File Source Operators


The AI Pipelines provides the following file source operators based on Git and HDFS, which can be used to get files or directories:

  • Git Directory Operator

  • Git File Operator

  • HDFS Directory Operator

  • HDFS File Operator

  • HDFS Uploader Operator

Git Directory Operator


The Git Directory operator is used to get all the files in the directory from the Git directory. It is often used as a pre-operator for Shell, Python, Notebook and other operators to provide the required code files. For example:


../_images/git_dir_calculator.png

Input Parameters Description


Name

Required/Optional

Type

Description

data_source_name

Required

String

Data source name from the data source connection configuration.

project

Required

String

Git project name.

branch

Required

String

Git branch name.

paths

Required

List

File path list (in list format), where the list element may be a file or path. For example: [“modelhosting_prj/model6/test1.py”].

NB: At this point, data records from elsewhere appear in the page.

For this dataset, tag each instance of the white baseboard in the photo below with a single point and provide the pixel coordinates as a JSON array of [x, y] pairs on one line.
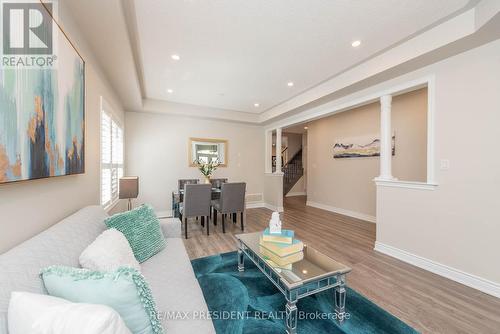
[[456, 275], [253, 205], [296, 193], [357, 215], [164, 214], [274, 207]]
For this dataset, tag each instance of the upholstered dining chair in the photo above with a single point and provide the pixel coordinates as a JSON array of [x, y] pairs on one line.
[[217, 183], [196, 203], [231, 202]]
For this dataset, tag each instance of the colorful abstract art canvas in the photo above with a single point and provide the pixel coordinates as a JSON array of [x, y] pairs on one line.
[[360, 147], [42, 115]]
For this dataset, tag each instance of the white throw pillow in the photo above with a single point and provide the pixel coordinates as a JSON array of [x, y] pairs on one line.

Output Parameters Description


Name

Type

Description

workspace

Directory

Directory where the file is located (minio), which is of directory type, and is used to output the directories and files in paths in the form of workspace.

paths

List

File path list (in list format), which can be used for subsequent operators to traverse the list files for alternate processing.

Git File Operator


The Git File operator is used to get a specified single file from the Git warehouse for the input of other operators.

Input Parameters Description


Name

Required/Optional

Type

Description

data_source_name

Required

String

Data source name from the data source connection configuration.

project

Required

String

Git project name.

branch

Required

String

Git branch name.

file_path

Required

String

File path.

Output Parameters Description


Name

Type

Description

file

File

Output a single file pulled from Git.

HDFS Directory Operator


The HDFS Directory operator is used to get one or more files in a specified directory from HDFS.

Input Parameters Description


Name

Required/Optional

Type

Description

data_source_name

Required

String

Data source name from the data source connection configuration.

file_paths

Required

List

HDFS file path list.

Output Parameters Description


Name

Type

Description

workspace

Directory

File directory.

paths

List

File path list (in list format), which can be used for subsequent operators to traverse the list files for alternate processing.

HDFS File Operator


The HDFS File operator is used to get a single file in a specified directory from HDFS.

Input Parameters Description


Name

Required/Optional

Type

Description

data_source_name

Required

String

Data source name from the data source connection configuration.

file_path

Required

String

HDFS file path.

Output Parameters Description


Name

Type

Description

file

File

Output a single file gotten from HDFS.

HDFS Uploader Operator


The HDFS Uploader is used to upload a specified file to a specified HDFS directory, which does not have output parameters.

Input Parameters Description


Name

Required/Optional

Type

Description

data_source_name

Required

String

Data source name from the data source connection configuration.

file

Optional

file

The file needs to be uploaded, which can be obtained using other file source operators such as Git operator or HDFS operator.

filename

Optional

file

The new file name after the file is uploaded.

directory

Optional

Directory

Current path of the file.

dest

Optional

String

Destination path of the file.

overwrite

Optional

Boolean

Specify whether to overwrite the file with the same name in the destination folder.
  • Select true to overwrite

  • Select false to prevent overwriting